On Friendship
Fr. Edmund McCullough
Associate Chaplain of the University for the Catholic Community

“I have called you friends.” (John 15:15)

It’s a strange thing for God to address human beings as friends; we tend to think of him in glorious isolation up there in heaven. Yet in this passage above from the Gospel of  John, Jesus of Nazareth, truly God and truly human, confides in his followers and trusts them with his friendship.  Not only his teaching or his authority or his example, but his friendship. Throughout his life, Jesus does many things to startle those closest to him (healing people, exorcising demons, rebuking the most powerful members of society), but here he speaks of mutual love and friendship. And because Jesus engages in human friendship, he lends it a certain dignity. This frail human thing, he has elevated. The friend, as one ancient philosopher put it, is another self. And a great deal of self-restraint and perseverance is needed to love another person as one’s self. This is why it’s so hard for people who have bad habits to be good and true friends. And even though everyone uses the word ‘friend,’ how many people do we know whom we love as other selves?
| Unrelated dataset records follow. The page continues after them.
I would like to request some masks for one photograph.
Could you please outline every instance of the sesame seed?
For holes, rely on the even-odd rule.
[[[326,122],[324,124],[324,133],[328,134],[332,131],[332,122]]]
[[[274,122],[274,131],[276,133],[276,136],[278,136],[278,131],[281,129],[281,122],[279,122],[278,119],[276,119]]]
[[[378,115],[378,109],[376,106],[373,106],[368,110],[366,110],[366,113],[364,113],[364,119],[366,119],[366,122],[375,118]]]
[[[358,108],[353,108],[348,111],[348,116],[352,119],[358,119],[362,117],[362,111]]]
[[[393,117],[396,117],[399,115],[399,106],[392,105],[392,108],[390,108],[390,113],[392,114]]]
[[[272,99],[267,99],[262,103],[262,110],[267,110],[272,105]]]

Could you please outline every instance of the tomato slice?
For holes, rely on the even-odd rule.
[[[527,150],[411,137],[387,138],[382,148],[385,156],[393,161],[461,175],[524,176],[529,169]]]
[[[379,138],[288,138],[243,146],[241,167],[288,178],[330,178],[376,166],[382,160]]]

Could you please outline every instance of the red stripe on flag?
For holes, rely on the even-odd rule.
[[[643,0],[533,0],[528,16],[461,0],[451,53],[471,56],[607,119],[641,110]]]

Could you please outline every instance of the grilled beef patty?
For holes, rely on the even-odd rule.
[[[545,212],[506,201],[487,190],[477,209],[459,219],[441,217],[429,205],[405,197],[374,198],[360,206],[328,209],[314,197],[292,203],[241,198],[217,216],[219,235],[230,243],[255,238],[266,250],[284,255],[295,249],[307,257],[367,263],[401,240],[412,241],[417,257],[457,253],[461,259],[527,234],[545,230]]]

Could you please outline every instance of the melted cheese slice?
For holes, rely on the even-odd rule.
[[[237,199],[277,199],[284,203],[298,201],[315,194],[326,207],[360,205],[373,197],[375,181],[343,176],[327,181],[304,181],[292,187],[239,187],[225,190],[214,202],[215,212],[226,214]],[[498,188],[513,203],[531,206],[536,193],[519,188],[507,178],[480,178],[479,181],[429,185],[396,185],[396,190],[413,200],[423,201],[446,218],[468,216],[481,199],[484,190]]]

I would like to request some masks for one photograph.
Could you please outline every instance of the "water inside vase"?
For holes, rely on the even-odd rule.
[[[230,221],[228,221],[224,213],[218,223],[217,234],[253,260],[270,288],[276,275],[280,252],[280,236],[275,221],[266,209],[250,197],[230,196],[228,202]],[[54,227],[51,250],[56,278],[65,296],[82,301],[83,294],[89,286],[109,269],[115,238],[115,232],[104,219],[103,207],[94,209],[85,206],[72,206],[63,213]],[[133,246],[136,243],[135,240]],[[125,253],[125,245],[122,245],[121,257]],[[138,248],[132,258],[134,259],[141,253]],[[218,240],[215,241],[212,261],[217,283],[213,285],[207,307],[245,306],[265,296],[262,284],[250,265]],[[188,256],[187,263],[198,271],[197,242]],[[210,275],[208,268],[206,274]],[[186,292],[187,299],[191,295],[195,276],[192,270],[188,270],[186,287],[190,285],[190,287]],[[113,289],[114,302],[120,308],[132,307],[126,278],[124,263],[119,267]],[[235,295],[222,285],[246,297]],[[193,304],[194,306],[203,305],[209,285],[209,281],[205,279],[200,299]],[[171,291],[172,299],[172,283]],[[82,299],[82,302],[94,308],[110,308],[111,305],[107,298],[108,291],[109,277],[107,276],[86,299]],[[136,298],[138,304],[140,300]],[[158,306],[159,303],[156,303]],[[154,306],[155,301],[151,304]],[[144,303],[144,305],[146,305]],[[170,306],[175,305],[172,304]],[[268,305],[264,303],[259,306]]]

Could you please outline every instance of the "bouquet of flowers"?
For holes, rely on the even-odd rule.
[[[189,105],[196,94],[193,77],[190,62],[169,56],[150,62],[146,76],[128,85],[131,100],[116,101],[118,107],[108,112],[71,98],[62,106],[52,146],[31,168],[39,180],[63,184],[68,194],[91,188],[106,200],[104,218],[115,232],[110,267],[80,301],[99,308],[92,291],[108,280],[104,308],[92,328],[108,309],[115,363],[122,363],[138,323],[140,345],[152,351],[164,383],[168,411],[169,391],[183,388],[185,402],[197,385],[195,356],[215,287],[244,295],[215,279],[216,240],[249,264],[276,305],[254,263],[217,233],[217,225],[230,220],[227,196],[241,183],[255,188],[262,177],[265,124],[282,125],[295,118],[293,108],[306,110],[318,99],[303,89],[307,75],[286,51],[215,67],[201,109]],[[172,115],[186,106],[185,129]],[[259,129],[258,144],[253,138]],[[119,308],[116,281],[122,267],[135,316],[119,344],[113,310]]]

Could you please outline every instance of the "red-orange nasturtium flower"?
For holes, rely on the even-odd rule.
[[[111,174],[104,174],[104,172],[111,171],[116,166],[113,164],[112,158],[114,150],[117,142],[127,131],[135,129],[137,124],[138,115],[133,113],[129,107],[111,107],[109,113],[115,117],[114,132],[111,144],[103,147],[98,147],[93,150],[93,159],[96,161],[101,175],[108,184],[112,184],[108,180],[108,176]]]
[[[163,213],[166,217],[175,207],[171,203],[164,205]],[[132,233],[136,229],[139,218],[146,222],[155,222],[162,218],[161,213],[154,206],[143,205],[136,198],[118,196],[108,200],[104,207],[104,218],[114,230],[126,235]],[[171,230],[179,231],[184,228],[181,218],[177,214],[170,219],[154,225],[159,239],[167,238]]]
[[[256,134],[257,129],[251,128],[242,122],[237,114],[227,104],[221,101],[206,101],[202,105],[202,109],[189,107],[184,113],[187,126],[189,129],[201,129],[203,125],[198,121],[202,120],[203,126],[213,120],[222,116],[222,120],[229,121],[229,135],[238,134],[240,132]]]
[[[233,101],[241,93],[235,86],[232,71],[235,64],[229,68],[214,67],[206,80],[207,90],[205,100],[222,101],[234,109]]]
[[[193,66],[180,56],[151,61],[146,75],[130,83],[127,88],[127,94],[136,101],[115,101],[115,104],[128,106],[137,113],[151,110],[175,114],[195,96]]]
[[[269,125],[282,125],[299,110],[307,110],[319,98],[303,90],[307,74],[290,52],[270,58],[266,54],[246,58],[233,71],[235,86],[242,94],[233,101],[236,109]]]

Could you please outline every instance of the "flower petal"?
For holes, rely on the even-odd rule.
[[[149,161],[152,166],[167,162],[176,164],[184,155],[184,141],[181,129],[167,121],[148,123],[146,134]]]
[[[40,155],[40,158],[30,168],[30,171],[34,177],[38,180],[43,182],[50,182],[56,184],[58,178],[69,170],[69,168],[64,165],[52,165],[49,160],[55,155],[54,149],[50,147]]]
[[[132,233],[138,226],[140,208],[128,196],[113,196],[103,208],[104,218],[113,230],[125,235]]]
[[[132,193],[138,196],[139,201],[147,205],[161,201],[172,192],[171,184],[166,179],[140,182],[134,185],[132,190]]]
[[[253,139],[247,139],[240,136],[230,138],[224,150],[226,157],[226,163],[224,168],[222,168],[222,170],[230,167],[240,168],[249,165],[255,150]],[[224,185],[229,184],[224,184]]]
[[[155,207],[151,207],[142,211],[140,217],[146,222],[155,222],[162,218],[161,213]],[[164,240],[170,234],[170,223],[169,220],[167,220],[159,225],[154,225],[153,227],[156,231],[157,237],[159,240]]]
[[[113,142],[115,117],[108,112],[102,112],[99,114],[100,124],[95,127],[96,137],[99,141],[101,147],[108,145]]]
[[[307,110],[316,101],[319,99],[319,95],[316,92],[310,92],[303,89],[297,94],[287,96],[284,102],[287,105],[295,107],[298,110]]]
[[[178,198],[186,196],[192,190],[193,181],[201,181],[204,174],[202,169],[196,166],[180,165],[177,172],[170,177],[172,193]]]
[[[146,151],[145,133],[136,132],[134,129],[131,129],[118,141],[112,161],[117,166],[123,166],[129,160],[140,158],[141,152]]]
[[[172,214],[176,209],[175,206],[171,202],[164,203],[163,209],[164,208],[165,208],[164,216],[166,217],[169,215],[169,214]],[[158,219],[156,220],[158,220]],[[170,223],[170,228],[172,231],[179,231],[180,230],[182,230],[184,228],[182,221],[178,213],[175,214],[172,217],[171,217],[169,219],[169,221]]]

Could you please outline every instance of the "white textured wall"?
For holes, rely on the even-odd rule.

Yet for all its importance, this bond of friendship is something totally voluntary: we can’t force anyone to be friends with us. For all of its fragile voluntariness, friendship turns out to be quite needed for the survival and health of society. We see evidence of this need every time we go on Twitter. Lastly, human friendship is the apprenticeship for divine friendship. To paraphrase the Bible: “if you can’t love your friend whom you do see, how can you love your Friend whom you cannot see” (1 John 4:20). Fall is a great opportunity for making and renewing friendships, both human ones and the one with God. Time spent on them, and time spent on Him, is never time wasted.